Senator for Kano Central
- In office May 2011 – 29 May 2015
- Preceded by: Mohammed Adamu Bello
- Succeeded by: Rabiu Kwankwaso

Personal details
- Born: 16 October 1966 (age 59)
- Party: Peoples Democratic Party (PDP)
- Alma mater: Bayero University
- Occupation: Politician; businessman;

= Basheer Garba Mohammed =

Nigerian politician

Basheer Lado Garba Mohammed (born 16 October 1966) is a Nigerian businessman who was elected Senator for the Kano Central constituency of Kano State, Nigeria in the April 2011 national elections, running on the Peoples Democratic Party (PDP) platform.

On 27 May 2021, Nigeria President, Muhammadu Buhari appointed him as the Director-General of the National Agency for the Prohibition of Trafficking in Persons, a position, he vacated in September 2021.

==Early life and education==
Bashir was born in Nasarawa, Kano State.
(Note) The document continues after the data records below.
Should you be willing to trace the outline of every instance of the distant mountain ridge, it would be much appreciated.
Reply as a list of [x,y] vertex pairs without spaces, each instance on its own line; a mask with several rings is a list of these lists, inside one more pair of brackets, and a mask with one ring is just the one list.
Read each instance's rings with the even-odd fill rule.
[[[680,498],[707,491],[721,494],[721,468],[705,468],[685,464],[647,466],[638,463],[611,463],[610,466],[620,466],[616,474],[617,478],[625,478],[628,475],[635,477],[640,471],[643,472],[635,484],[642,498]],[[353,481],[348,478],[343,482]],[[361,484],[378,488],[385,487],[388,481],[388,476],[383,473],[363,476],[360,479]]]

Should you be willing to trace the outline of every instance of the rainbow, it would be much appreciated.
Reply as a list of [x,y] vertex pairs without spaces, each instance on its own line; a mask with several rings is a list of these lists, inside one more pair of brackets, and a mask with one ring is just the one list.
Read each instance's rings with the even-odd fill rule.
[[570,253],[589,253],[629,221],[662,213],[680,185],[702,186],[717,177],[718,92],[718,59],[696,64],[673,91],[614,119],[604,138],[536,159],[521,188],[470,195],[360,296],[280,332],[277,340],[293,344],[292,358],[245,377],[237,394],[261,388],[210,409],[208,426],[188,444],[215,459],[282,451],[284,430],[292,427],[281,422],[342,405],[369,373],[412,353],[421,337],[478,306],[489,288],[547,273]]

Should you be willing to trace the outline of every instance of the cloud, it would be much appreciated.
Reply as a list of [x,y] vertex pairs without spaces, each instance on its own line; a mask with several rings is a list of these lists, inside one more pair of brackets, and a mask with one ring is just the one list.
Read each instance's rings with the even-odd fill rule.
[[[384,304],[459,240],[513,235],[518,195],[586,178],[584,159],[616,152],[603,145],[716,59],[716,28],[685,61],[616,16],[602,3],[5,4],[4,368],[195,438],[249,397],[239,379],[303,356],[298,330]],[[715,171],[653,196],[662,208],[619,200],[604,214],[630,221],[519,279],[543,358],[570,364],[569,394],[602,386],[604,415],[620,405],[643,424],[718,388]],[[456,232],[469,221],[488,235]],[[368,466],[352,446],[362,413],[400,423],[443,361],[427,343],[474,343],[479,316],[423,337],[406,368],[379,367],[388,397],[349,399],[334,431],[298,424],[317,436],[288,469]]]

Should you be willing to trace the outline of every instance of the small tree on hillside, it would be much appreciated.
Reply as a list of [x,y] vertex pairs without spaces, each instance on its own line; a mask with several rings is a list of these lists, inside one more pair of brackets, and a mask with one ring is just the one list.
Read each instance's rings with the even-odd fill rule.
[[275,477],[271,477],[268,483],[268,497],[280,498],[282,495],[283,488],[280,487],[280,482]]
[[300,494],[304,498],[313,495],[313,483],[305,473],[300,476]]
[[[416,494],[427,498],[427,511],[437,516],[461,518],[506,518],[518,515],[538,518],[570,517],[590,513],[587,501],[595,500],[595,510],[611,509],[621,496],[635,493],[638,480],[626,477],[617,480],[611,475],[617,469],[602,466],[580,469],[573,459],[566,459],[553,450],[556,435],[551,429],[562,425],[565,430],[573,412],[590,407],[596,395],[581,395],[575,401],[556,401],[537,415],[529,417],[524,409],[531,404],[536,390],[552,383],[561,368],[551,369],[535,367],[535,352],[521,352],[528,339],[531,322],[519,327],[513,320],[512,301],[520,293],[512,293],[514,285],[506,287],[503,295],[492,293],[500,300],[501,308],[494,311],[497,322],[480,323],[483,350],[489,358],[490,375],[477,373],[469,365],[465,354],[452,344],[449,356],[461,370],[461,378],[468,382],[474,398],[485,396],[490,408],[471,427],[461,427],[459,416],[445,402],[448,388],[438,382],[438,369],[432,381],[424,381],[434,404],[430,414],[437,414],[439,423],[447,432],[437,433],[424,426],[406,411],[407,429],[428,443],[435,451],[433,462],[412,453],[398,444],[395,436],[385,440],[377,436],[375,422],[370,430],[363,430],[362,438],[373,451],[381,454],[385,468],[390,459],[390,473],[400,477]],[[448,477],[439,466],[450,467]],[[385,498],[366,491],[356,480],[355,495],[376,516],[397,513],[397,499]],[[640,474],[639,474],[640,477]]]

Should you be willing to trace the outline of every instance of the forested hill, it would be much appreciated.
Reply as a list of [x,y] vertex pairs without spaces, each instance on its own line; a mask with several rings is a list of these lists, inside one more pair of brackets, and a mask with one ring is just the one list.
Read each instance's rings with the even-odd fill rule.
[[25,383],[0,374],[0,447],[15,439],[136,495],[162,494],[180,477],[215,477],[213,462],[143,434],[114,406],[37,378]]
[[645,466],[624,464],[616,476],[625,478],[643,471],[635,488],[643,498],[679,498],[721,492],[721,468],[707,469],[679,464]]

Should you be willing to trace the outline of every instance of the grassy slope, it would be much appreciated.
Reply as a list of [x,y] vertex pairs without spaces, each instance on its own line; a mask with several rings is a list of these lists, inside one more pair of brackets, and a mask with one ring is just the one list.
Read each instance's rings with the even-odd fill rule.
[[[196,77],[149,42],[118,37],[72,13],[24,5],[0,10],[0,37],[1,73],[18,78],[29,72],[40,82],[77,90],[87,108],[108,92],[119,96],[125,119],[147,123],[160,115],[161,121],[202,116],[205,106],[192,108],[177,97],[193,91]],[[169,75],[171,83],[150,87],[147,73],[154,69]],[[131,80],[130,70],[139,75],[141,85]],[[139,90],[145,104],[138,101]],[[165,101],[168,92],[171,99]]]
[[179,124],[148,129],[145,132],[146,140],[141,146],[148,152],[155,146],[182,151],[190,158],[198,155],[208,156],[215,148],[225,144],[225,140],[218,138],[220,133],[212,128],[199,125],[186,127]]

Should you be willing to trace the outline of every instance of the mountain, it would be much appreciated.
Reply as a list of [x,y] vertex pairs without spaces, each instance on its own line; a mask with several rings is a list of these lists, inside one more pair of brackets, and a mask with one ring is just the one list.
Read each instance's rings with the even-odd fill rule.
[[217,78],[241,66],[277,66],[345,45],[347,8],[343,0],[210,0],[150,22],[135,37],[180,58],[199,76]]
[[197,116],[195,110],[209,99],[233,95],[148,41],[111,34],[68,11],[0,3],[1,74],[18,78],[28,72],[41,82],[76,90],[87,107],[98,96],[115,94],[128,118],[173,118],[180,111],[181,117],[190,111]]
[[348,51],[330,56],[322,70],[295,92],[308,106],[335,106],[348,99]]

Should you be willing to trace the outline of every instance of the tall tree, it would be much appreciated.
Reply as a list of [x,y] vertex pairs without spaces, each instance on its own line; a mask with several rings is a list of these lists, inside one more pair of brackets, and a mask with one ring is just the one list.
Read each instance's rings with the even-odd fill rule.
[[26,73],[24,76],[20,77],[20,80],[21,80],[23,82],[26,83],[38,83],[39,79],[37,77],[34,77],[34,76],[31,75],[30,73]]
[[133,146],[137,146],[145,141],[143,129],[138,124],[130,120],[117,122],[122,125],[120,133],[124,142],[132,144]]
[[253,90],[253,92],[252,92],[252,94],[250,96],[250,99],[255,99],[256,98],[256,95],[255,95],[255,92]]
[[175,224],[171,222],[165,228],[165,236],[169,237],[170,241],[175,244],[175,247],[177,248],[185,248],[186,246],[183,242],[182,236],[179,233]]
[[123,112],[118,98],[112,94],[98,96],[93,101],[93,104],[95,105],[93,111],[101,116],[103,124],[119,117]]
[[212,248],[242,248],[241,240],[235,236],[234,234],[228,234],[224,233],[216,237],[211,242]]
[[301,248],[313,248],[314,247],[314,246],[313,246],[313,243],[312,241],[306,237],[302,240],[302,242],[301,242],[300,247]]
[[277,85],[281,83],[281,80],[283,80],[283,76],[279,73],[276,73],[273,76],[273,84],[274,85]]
He attended Bayero University, Kano, earning a bachelor's degree (Bsc) in Political Science.

==Private sector career==
A businessman with banking, property and trading interests, Basheer Garba Mohammed founded the Ladon Alheri Foundation, a charity that funds projects including schools, water boreholes and eye surgery. He has expressed his feeling that there are gaps in Nigeria's developmental chain which must be addressed if the lives of ordinary citizens are to become more meaningful.

==Public sector career==
In the April 2011 election for the Kano Central Senatorial seat, Basheer polled 359,050 votes, ahead of Aminu Abba Ibrahim of the All Nigeria Peoples Party (ANPP) with 273,141 votes and Alhaji Bello Isa Bayero of the Congress for Progressive Change (CPC) with 227,792 votes. In The 2015 elections held on 28 March, Lado was defeated by Rab'iu Musa Kwankwaso of All Progressive Congress (APC) with over 500,000 votes.